Dopo la tragica vicenda di Desirée, non passa giorno che qualche giornalista non ritorni da San Lorenzo con un bel servizio dove, a poche decine di metri dalle forze di Polizia che apparentemente presidiano il quartiere, una telecamera riprende più o meno sempre la stessa scena: l’autore dell’inchiesta viene avvicinato da qualche spacciatore, di cocaina o di erba, che offre tranquillo la sua mercanzia, come se nulla fosse accaduto.
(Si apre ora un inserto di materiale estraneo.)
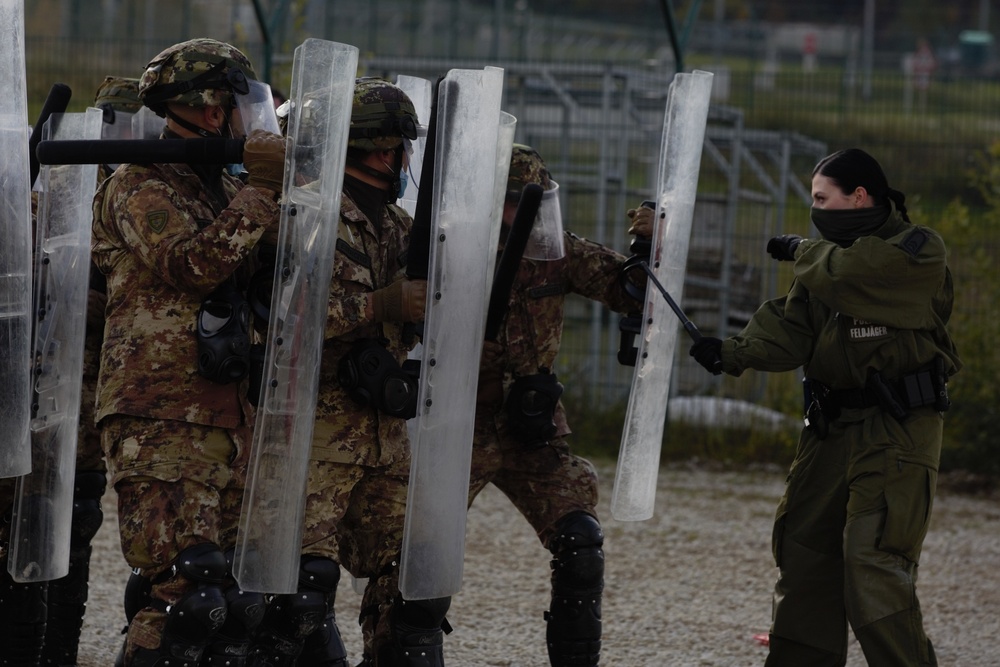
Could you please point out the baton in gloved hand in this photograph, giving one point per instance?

L’ultima volta ieri sera, mentre il quartiere era in preda ai discutibili festeggiamenti della discutibilissima festa di Halloween.

Forse dovremmo tutti riflettere su quanta ipocrisia e quanta retorica si fabbricano intorno al tema della sicurezza a Roma.

San Lorenzo è e rimane una piazza di spaccio senza che nessuno muova davvero un dito per riportare quel territorio entro livelli di legalità almeno accettabili.

Neppure la morte di un’adolescente riesce a imporre una pausa ad una criminalità che è certa dell’impunità.

Ancora di più infastidisce il finto stupore di tutte le istituzioni quando si scopre che a due passi dal centro di Roma ci sono stabili degradati e abbandonati dove bande di balordi fanno i loro commerci e le loro porcherie in tutta tranquillità.

Stupore di cosa?

Quei luoghi nel quartiere sono ben conosciuti da tutti.

Semplicemente sono isole di illegalità tollerate.

Mancano idee, determinazione, volontà politica per riconquistare questi spazi ceduti a criminali da quattro soldi, infami e vigliacchi come infame e vigliacca è la merda che smerciano persino ai ragazzini.